As part of more than $1 billion in far-reaching statewide budget cuts, Walker put a hold on several projects, including two grandiose ones: the Knik Arm Crossing project, a planned $1-billion, 1.74-mile bridge, connecting Anchorage to Point MacKenzie over Cook Inlet; and the Susitna-Watana Hydroelectric Project, which featured a 705-ft-tall dam and a 42-mile-long reservoir, estimated at $5.2 billion total.

“I ran for governor to build Alaska, not to balance the checkbook,” Walker says. “We’re balancing the checkbook because that’s the hand we were dealt. It pains me to shut down anything involving a construction project or an infrastructure project.”
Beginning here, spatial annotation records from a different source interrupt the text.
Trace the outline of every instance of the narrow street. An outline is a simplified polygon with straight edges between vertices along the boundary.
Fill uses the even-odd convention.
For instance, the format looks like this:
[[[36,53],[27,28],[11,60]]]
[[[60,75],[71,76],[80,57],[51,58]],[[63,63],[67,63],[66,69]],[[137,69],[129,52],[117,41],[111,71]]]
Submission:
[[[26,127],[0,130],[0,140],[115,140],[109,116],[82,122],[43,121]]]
Walker says the studies and planning for both projects will be preserved, “but those projects … we can no longer continue to advance” in the current economy.

Along with the megaprojects, eight state-funded road projects worth $250 million were placed on pause.

Railroad engineers envisioned the Knik Arm Crossing as a railroad span in 1923, but it never advanced beyond the conceptual stage. Revived in a 1972 engineering study, Rep. Don Young (R) championed the project, which critics dubbed a “bridge to nowhere.” Design, permitting and preliminary construction work occurred between 2003 and 2010. The Alaska Dept. of Transportation & Public Facilities took charge in 2014 and noted that roughly $85 million had been spent with minimal progress.

Jeremy Woodrow, department spokesman, says the project was waiting on a permit from the federal government. “While waiting for federal action, work has been minimized,” he said. “Future progress on the bridge requires more fiscal certainty, given the bonding necessary and the cost increase associated with bonding as a result of the state’s credit-rating downgrade.”

The Knik Arm project did have the potential of future federal funding components; now, any federal authority that was envisioned will be programmed to other Alaska state transportation needs, Woodrow says. Up to $5 million could be returned to the state from this project alone.

The changes to the controversial Susitna-Watana project, managed by the Alaska Energy Authority (AEA) and costing about $180 million to date, puts the kibosh on plans to build the nation’s second-tallest dam on the country’s fourth-longest undammed river.

The Susitna River Coalition, a key player in the fight against the project, praised the decision to mothball the dam and vowed to ensure it wouldn’t return. Opposition centered on both the far-reaching environmental impacts of the impoundment and its questionable fiscal benefit.

“We applaud Governor Walker for making the right decision during these tough fiscal times,” says Emily Anderson, the senior program manager for Alaska at the Wild Salmon Center, a key partner with the Susitna River Coalition. “This project would have wreaked havoc on the river, harmed important local tourism and recreation-based economies, and set a very bad precedent for future energy development on our salmon rivers in the state.”

WSC and the coalition claim that the dam, a massive concrete structure that would create a huge reservoir and change river patterns, would harm all five species of wild Alaskan salmon.

An economic analysis by Erickson & Associates says the dam would have drained state funds. “A well-documented history of projects managed by AEA and its predecessor, the Alaska Power Authority, shows a consistent pattern of underestimated costs,” principal Gregg Erickson writes. “Susitna will require substantial state assistance, draining the treasury of reserves needed to forestall a hard landing for the state budge and economy.”

Construction of such a large project at the site’s high altitude without a completed design or concrete-mix plans, Erickson says, adds complications “likely to be associated with underestimated costs.”